Depois da chamada “primavera marcelista”, a onda repressiva acentuara-se de novo e o estado de ânimo entre a oposição, naquela altura, era de grande desalento.
Um desalento que o inverno russo e a difícil adaptação às condições locais só fizeram acentuar. Eis se não quando, passados pouco meses, para surpresa de todos, chegou o 25 de Abril!
As notícias eram escassas e as comunicações difíceis. Era ainda o tempo em que se tinha de pedir às telefonistas uma ligação internacional e depois ficar à espera, durante horas, sabendo que tudo iria ser escutado e gravado.
No entusiasmo em que fiquei, o que me valeu foi um velho rádio militar russo que existia, meio esquecido e sem uso, na redação África em língua portuguesa da Rádio Moscovo. O sinal era péssimo – só conseguia entender alguma coisa com o ouvido literalmente colado ao aparelho; mas dava ainda assim para acompanhar as peripécias dos acontecimentos através da velha Emissora Nacional.
Passava lá os dias, seguindo a par e passo, como podia, o que se passava em Portugal.
A junta militar que tomou o poder e sobretudo o discurso recuado e ambíguo de Spínola em relação à guerra nas colónias não inspiravam grande confiança; mas logo se percebeu que havia outra dinâmica em curso e que estávamos “apenas no início” – na vox populi captada nas ruas no calor dos acontecimentos por esse grande repórter que é Adelino Gomes. Quis de imediato deixar tudo, fazer as malas, e voltar para Portugal, de onde tinha saído clandestinamente em 1971.

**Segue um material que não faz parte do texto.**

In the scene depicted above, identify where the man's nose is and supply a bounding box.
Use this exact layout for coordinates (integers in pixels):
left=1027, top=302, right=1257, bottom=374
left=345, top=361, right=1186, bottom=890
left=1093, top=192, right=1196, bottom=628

Mas o passaporte não estava comigo e não me foi cedido de imediato, pelo que (na ausência, ainda, de embaixada de Portugal em Moscovo), fiquei bloqueado durante meses, sem poder vir partilhar a alegria da libertação para qual, ainda que modestamente, também tinha dado a minha contribuição através da luta do movimento estudantil, na Faculdade de Direito de Lisboa e da ligação com o movimento operário, na região de Vila Franca, onde residiam os meus pais.
Esse período forçado na Rússia mudou todo o meu estado de alma e mudaria também a minha vida para sempre. Quando finalmente pôde regressar, em novembro de 1974, já vinha desiludido e com a morte na alma. Mas essa é outra estória que não cabe aqui.
Aqui cabe apenas assinalar como vivi – graças à existência de um velho rádio e ainda que a milhares de kms de distância, em consonância com o meu país – um dos meus dias mais felizes de sempre – o 25 de Abril de 1974.